Moskova Anlaşmasının gereği olarak yeniden yapılan görüşmeler sonucunda, Türkiye ile Ermenistan, Azerbaycan ve Gürcistan Arasında Dostluk Antlaşması (Kars, 13 Ekim 1921) imzalanmış, Moskova Antlaşması hariç, önceki diğer antlaşmaların geçersiz olduğu bir daha tekrarlanmıştır. Kars Anlaşması da Misak-ı Millî sınırlarını onaylamakta, bu şekilde Türkiye’nin kuzey-doğu sınırı kesinleşmiş olmakta, Nahcivan’ın özel statüsü düzenlenmekte, ve anlaşma halen de yürürlükte bulunmaktadır.

Sözü geçen Kars Antlaşması’nın 15. maddesinde, “Bağıtlı Taraflardan her biri işbu anlaşmanın imzalanmasından hemen sonra, Kafkas cephesindeki savaş nedeniyle işlenen cinayet ve cürümler için öteki taraf uyrukları yararına tam bir genel af ilan etmeği yükümlenir.” hükmü yer almaktadır.

Trajik olayların bir kısmı da, güney bölgelerinde ve Fransa ile işbirliği içinde hareket eden silahlı Ermeni gruplarının Müslüman halka yönelik katliamları nedeniyle ortaya çıkmıştır. Bu konuda Türkiye ve Fransa arasında Ankara’da, 20 Ekim 1921 tarihinde imzalanan anlaşmanın 5. maddesine göre de, “Bağıtlı Taraflar boşaltılacak topraklarda, bu toprakları işgal eder etmez, bir genel af ilan edeceklerdir.” Bu anlaşma keza, halen yürürlüktedir.

Lozan Barış Antlaşması

Son olarak, Lozan Barış Antlaşması’na (Lozan, 24 Temmuz 1923) değinmek gerekir.
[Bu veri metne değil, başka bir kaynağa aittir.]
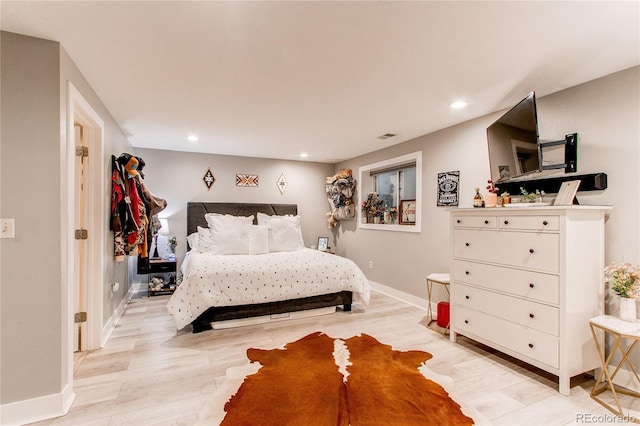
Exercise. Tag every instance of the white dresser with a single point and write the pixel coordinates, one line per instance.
(527, 280)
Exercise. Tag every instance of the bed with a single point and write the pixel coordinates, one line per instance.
(218, 287)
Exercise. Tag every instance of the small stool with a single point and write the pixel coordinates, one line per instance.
(443, 279)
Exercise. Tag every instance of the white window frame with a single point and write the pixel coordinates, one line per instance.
(365, 171)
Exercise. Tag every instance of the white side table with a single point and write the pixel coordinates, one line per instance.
(621, 331)
(443, 279)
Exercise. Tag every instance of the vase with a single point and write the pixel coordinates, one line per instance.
(628, 309)
(491, 199)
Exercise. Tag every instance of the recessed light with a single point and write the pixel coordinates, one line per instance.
(386, 136)
(458, 104)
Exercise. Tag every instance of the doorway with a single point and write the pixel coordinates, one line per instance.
(85, 229)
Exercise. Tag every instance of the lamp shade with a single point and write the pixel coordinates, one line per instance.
(164, 226)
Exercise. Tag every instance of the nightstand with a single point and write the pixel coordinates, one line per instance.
(165, 269)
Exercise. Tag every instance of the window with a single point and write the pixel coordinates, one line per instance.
(386, 187)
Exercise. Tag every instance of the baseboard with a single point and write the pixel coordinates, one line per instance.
(400, 295)
(108, 328)
(37, 409)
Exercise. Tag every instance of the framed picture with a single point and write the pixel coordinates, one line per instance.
(323, 243)
(567, 193)
(407, 212)
(448, 188)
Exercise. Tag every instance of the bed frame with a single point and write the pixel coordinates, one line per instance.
(195, 218)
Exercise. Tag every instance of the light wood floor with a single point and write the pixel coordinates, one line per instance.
(150, 374)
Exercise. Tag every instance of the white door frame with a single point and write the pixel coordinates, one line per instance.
(80, 111)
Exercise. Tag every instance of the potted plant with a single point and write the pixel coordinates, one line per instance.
(491, 198)
(624, 280)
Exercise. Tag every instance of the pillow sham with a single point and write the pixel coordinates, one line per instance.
(210, 217)
(192, 240)
(285, 232)
(258, 239)
(229, 236)
(205, 240)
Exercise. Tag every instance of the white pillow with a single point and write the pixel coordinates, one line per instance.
(259, 239)
(192, 240)
(285, 233)
(205, 240)
(263, 219)
(209, 217)
(229, 236)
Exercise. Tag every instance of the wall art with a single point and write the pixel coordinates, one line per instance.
(448, 185)
(282, 183)
(209, 179)
(246, 180)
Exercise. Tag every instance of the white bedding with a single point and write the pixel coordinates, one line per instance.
(229, 280)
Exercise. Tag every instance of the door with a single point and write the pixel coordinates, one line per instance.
(81, 246)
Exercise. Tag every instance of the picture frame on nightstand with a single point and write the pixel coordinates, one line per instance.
(323, 243)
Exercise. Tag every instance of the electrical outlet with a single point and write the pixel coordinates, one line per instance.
(7, 228)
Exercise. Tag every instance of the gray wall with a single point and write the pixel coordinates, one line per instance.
(606, 115)
(33, 296)
(177, 177)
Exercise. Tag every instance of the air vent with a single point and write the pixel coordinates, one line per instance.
(386, 136)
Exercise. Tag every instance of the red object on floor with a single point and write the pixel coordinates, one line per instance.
(443, 314)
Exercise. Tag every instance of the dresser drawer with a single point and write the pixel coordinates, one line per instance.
(520, 311)
(529, 223)
(532, 285)
(530, 343)
(481, 222)
(536, 251)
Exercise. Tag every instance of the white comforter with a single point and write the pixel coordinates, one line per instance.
(229, 280)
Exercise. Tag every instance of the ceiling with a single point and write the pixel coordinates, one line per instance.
(275, 79)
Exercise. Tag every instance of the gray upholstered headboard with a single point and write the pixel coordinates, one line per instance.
(196, 211)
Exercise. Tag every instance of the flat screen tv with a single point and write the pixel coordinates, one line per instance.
(513, 142)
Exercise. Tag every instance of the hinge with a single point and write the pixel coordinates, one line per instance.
(80, 317)
(82, 151)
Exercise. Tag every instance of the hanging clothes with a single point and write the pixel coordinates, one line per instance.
(131, 207)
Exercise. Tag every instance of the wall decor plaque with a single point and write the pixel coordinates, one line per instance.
(282, 183)
(246, 180)
(209, 179)
(448, 185)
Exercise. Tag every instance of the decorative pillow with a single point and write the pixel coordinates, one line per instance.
(209, 217)
(229, 236)
(285, 233)
(263, 219)
(205, 240)
(192, 240)
(259, 239)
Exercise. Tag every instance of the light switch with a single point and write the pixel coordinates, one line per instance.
(7, 228)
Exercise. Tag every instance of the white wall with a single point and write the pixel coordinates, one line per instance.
(177, 177)
(605, 113)
(35, 351)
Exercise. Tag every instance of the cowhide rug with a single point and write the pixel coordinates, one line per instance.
(319, 380)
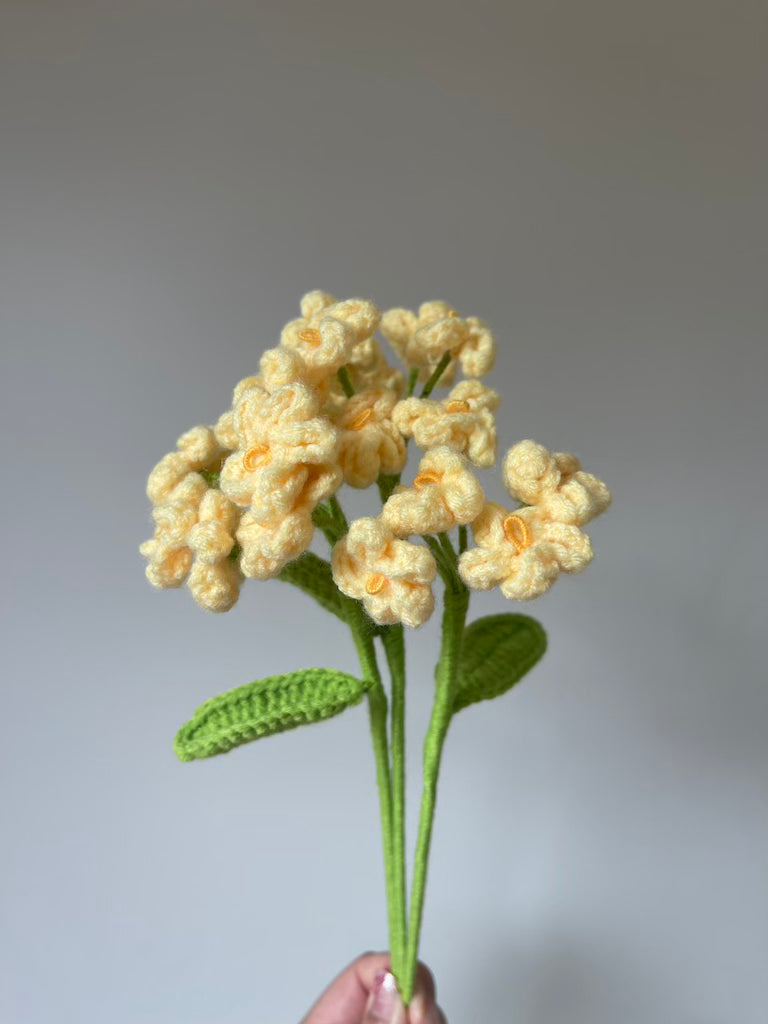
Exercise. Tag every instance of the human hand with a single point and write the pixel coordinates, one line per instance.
(365, 992)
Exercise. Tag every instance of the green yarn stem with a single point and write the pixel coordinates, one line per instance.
(443, 567)
(454, 615)
(377, 708)
(438, 372)
(394, 647)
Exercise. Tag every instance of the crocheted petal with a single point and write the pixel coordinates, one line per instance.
(169, 567)
(414, 603)
(171, 469)
(529, 472)
(314, 303)
(310, 441)
(487, 527)
(482, 568)
(397, 326)
(211, 542)
(481, 441)
(281, 368)
(360, 314)
(534, 571)
(292, 403)
(477, 354)
(216, 587)
(392, 451)
(322, 481)
(465, 498)
(570, 546)
(359, 457)
(276, 492)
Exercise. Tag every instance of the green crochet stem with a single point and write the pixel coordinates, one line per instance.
(438, 371)
(454, 616)
(377, 708)
(394, 647)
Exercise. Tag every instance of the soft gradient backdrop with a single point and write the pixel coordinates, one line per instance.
(588, 176)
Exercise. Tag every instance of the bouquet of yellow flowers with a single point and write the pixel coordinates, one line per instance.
(243, 499)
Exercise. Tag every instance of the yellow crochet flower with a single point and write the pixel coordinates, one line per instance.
(521, 551)
(422, 339)
(464, 421)
(554, 482)
(370, 441)
(266, 548)
(286, 455)
(197, 451)
(391, 577)
(315, 345)
(193, 540)
(224, 430)
(444, 494)
(369, 368)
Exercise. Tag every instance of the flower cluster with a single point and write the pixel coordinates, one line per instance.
(524, 551)
(241, 499)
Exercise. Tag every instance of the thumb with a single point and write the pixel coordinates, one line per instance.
(384, 1004)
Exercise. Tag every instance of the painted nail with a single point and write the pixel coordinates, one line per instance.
(385, 1004)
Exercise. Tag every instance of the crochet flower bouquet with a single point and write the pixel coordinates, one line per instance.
(244, 500)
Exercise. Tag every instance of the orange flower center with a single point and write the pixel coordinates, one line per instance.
(517, 531)
(311, 336)
(376, 583)
(457, 406)
(256, 457)
(360, 419)
(423, 479)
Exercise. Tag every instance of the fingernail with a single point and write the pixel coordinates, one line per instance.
(385, 1001)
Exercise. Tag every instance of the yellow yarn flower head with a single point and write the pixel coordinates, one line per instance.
(522, 552)
(391, 577)
(463, 421)
(266, 548)
(194, 537)
(197, 450)
(554, 482)
(286, 452)
(444, 494)
(421, 340)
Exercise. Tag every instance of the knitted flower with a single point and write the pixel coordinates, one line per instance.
(193, 539)
(266, 548)
(286, 452)
(521, 551)
(224, 430)
(370, 441)
(422, 340)
(392, 578)
(554, 482)
(444, 494)
(360, 314)
(368, 368)
(198, 451)
(463, 421)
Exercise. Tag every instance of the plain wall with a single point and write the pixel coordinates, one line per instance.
(586, 176)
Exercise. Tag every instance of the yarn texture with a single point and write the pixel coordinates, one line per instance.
(247, 498)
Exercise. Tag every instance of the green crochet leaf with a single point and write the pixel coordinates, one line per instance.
(497, 651)
(312, 574)
(266, 707)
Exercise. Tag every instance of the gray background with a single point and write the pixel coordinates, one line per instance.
(587, 176)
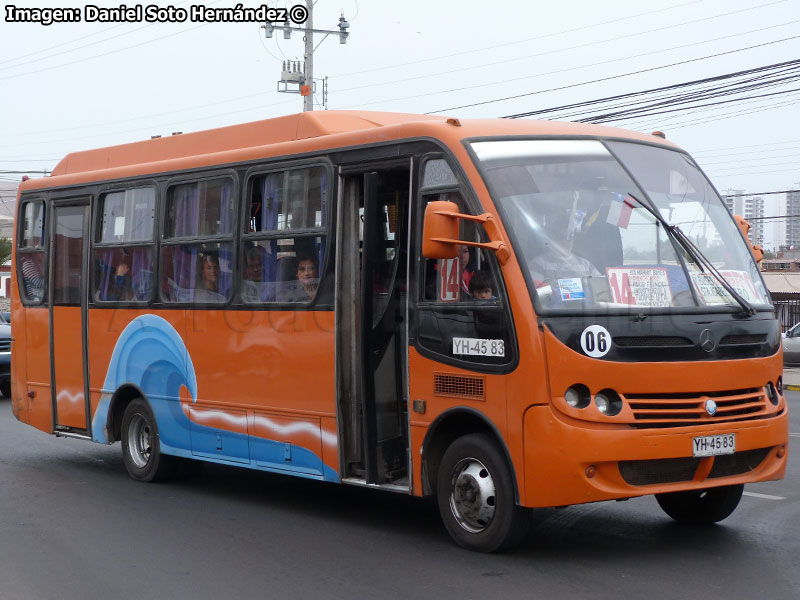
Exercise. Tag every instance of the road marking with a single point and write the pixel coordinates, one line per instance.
(763, 496)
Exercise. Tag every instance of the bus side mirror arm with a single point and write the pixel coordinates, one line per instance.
(440, 232)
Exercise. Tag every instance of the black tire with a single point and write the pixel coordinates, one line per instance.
(141, 450)
(701, 507)
(475, 492)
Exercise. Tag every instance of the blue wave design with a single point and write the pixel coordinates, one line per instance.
(151, 355)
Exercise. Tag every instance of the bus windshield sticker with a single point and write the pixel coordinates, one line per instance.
(449, 277)
(709, 288)
(639, 286)
(571, 289)
(743, 284)
(479, 347)
(595, 341)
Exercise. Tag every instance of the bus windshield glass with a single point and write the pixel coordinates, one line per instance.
(575, 210)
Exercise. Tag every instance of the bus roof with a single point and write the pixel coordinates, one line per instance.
(321, 130)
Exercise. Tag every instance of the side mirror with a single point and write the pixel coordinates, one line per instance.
(440, 232)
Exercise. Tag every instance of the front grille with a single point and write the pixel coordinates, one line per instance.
(670, 410)
(674, 470)
(651, 342)
(664, 470)
(738, 463)
(458, 386)
(743, 340)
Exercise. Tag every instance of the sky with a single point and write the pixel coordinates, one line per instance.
(73, 86)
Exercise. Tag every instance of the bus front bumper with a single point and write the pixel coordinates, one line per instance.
(568, 461)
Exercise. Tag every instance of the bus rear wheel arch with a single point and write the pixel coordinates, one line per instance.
(141, 448)
(701, 507)
(475, 494)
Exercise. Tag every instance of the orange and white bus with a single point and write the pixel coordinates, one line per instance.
(505, 314)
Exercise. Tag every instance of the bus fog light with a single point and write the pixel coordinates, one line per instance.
(578, 396)
(608, 402)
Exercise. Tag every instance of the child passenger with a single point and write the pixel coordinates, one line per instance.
(480, 286)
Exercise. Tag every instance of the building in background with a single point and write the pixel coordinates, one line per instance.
(751, 208)
(8, 200)
(791, 209)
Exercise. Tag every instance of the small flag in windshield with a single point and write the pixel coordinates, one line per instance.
(619, 213)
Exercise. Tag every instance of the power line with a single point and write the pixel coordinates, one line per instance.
(609, 78)
(791, 65)
(759, 194)
(537, 38)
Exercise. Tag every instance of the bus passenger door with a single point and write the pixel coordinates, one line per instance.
(372, 326)
(68, 282)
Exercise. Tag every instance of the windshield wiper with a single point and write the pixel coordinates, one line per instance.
(692, 250)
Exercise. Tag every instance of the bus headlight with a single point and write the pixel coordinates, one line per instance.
(772, 394)
(608, 402)
(578, 396)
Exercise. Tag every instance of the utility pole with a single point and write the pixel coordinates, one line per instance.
(297, 78)
(308, 99)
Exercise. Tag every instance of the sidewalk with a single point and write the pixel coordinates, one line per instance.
(791, 378)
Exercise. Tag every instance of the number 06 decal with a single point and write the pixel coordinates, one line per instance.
(595, 341)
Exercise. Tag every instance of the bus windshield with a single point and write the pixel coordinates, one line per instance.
(575, 211)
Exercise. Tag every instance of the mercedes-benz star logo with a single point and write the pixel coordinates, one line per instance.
(711, 407)
(707, 340)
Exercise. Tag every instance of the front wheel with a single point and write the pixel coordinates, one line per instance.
(475, 492)
(701, 507)
(141, 449)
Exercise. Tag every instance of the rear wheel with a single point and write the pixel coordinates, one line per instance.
(141, 449)
(475, 492)
(701, 507)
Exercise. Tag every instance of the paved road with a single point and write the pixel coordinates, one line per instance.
(74, 526)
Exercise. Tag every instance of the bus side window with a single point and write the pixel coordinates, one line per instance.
(123, 251)
(284, 244)
(30, 253)
(462, 316)
(192, 269)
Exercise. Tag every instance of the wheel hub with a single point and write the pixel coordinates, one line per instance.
(139, 441)
(472, 496)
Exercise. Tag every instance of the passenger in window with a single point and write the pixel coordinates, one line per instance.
(32, 278)
(480, 286)
(208, 291)
(123, 289)
(304, 288)
(252, 290)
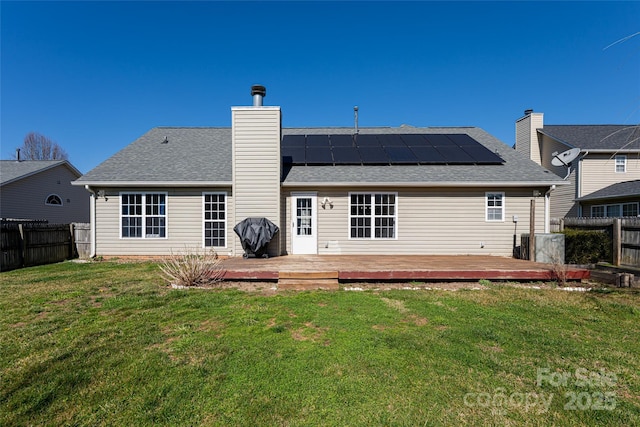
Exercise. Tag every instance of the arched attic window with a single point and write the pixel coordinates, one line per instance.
(53, 200)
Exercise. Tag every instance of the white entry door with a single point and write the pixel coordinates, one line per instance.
(304, 227)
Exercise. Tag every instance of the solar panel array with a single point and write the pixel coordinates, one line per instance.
(382, 149)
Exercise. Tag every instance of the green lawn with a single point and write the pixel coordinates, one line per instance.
(109, 344)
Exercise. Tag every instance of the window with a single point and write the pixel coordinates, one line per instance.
(143, 212)
(615, 210)
(304, 216)
(494, 207)
(53, 200)
(215, 219)
(372, 215)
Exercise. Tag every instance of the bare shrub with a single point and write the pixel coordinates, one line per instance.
(192, 267)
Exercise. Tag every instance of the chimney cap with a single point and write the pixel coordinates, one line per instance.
(258, 90)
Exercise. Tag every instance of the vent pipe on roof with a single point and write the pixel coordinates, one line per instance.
(258, 92)
(355, 118)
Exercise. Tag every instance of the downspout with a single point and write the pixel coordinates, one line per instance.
(547, 208)
(579, 182)
(92, 215)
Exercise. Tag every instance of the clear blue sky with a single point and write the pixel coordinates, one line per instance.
(94, 76)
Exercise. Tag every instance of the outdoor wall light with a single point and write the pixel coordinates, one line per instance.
(325, 201)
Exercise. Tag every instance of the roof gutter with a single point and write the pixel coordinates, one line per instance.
(450, 184)
(92, 215)
(112, 184)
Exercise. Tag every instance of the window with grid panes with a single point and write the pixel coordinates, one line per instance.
(215, 219)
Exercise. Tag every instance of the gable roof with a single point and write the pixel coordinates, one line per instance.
(516, 170)
(614, 191)
(612, 138)
(13, 170)
(195, 156)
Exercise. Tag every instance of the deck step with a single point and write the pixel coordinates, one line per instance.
(305, 280)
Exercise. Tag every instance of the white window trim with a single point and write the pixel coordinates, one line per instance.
(373, 216)
(486, 206)
(53, 204)
(623, 162)
(226, 216)
(144, 215)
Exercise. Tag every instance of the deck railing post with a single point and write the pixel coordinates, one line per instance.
(617, 241)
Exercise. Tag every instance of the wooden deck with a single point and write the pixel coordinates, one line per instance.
(329, 270)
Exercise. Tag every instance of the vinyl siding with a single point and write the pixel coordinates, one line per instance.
(598, 171)
(431, 221)
(25, 198)
(184, 209)
(562, 199)
(256, 172)
(527, 136)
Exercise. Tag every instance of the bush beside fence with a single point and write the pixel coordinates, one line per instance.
(623, 232)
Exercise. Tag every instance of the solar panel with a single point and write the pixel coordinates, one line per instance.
(342, 140)
(401, 155)
(317, 140)
(373, 155)
(293, 155)
(292, 140)
(319, 156)
(400, 149)
(428, 155)
(346, 156)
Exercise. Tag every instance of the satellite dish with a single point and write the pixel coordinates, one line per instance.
(565, 158)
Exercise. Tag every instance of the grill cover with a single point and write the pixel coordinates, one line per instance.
(255, 234)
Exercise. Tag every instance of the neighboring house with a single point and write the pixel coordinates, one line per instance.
(616, 200)
(405, 190)
(609, 155)
(42, 190)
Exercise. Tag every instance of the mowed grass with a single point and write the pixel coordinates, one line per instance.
(110, 344)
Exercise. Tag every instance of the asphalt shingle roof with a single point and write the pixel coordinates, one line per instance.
(596, 137)
(203, 155)
(621, 189)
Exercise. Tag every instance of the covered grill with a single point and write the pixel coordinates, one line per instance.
(255, 235)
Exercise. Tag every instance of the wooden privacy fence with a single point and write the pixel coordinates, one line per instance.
(27, 244)
(625, 233)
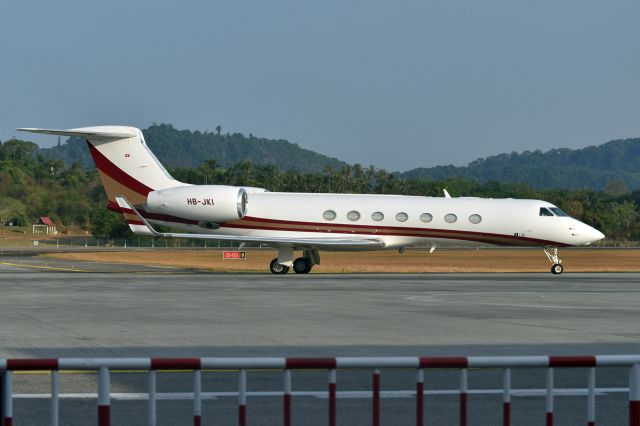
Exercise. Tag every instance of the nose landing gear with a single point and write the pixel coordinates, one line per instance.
(552, 255)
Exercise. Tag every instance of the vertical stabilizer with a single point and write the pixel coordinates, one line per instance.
(125, 164)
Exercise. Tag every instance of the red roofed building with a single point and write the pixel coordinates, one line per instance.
(44, 226)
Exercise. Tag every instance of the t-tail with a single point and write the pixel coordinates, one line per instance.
(126, 165)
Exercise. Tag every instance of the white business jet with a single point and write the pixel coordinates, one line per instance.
(140, 188)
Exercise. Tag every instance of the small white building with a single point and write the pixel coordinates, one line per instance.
(44, 226)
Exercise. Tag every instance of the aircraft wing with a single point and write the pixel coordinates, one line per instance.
(337, 242)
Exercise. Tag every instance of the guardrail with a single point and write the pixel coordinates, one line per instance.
(105, 365)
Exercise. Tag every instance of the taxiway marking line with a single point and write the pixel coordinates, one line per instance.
(24, 265)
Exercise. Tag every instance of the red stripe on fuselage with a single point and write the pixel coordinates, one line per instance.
(106, 166)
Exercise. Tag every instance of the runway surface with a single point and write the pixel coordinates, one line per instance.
(47, 309)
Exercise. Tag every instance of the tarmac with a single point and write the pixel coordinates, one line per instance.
(57, 309)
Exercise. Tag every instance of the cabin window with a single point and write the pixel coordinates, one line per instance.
(545, 212)
(353, 215)
(426, 217)
(329, 215)
(377, 216)
(402, 217)
(475, 219)
(559, 212)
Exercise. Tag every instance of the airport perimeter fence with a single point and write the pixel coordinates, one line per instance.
(465, 365)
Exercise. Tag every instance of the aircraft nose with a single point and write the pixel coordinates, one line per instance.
(591, 234)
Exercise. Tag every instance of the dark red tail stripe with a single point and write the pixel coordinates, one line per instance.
(443, 362)
(175, 363)
(106, 166)
(32, 364)
(572, 361)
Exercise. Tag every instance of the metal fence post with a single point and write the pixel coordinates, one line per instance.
(591, 397)
(104, 403)
(2, 396)
(420, 398)
(376, 398)
(506, 397)
(8, 400)
(634, 395)
(549, 397)
(54, 398)
(332, 397)
(463, 397)
(197, 397)
(242, 398)
(152, 397)
(287, 398)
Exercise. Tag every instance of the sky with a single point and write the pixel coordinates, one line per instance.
(398, 84)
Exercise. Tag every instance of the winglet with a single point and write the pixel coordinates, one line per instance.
(137, 223)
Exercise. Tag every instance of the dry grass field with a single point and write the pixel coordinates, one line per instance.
(484, 260)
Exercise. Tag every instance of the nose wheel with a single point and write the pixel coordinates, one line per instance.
(552, 255)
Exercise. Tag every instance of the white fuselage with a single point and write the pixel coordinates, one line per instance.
(301, 215)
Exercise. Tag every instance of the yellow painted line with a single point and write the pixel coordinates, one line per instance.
(47, 372)
(54, 268)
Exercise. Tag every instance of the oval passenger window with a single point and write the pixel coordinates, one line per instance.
(402, 217)
(426, 217)
(475, 219)
(353, 215)
(329, 215)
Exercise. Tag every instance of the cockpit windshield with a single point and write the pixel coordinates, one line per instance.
(552, 211)
(545, 212)
(558, 212)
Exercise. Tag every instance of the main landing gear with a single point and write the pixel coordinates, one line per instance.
(552, 255)
(277, 268)
(302, 265)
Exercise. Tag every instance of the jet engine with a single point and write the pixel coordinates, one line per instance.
(209, 204)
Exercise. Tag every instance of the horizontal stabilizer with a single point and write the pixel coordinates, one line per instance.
(354, 243)
(105, 132)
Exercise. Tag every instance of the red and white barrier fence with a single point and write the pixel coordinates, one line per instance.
(104, 366)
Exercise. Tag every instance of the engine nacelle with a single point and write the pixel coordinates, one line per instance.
(206, 203)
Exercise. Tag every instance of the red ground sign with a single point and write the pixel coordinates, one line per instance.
(234, 255)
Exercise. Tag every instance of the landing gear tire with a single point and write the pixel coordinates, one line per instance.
(302, 265)
(277, 268)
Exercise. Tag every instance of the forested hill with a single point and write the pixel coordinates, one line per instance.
(595, 167)
(186, 149)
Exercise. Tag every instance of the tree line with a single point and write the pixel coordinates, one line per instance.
(33, 186)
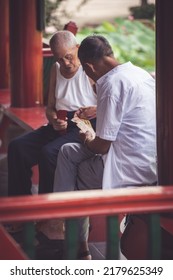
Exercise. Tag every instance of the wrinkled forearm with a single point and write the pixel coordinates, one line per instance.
(98, 145)
(50, 112)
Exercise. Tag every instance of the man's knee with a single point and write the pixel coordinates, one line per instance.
(15, 145)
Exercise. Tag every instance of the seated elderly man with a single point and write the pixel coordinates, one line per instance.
(70, 89)
(123, 151)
Bir bütün olarak bu antlaşmanın temel amacı, 1914 yılından beri Doğu’nun dirliğini bozan savaş durumuna, kesinlikle son vermektir. Temel ilkeler, Devletlerin bağımsızlık ve egemenliğine saygıdır. Lozan Antlaşmasının 58. maddesine göre, (Yunanistan dışındaki) Bağıtlı Devletler, gerek Türkiye ile bu Devletlerin, gerek, (tüzel kişiler dahil) onların uyruklarının, 1 Ağustos 1914 ve (anlaşmanın yürürlüğe girdiği) 6 Haziran 1924 tarihi arasındaki süre içinde, gerek savaş eylemleri, gerek elkoyma, müsadere veya kullanım önlemleri yüzünden doğan, kayıp, zarar ve ziyanlar nedeniyle her türlü tazminat taleplerinden, karşılıklı olarak vazgeçmişlerdir. 74. maddede, ekonomik hükümler bağlamında, sigorta sözleşmeleri ve buna ilişkin zamanaşımı konularında, özel hükümler öngörülmüştür. Özetle, bir sigortacı ile sonradan düşman olmuş bir kişi arasında yapılmış olan yaşam sigorta sözleşmeleri, savaş durumunun başlaması ya da o kişinin düşman olması nedeniyle, ortadan kalkmış sayılmayacaktır. Anlaşmanın yapıldığı tarihte bir Müttefik Devlet uyruğu olan Ortaklıklar ile Türkiye uyrukları arasında yapılmış olan yaşam sigortası sözleşmeleri hakkında da özel hükümler vardır. Ancak bu hükümler, Türkiye Cumhuriyeti’nin, taraflar arasındaki özel hukuk ilişkisinden kaynaklanan sorumluluğu üstlenmesi anlamına gelmemektedir. Sadece, taraflar arasındaki sözleşmelerin geçerliliği doğrulanmış olmaktadır.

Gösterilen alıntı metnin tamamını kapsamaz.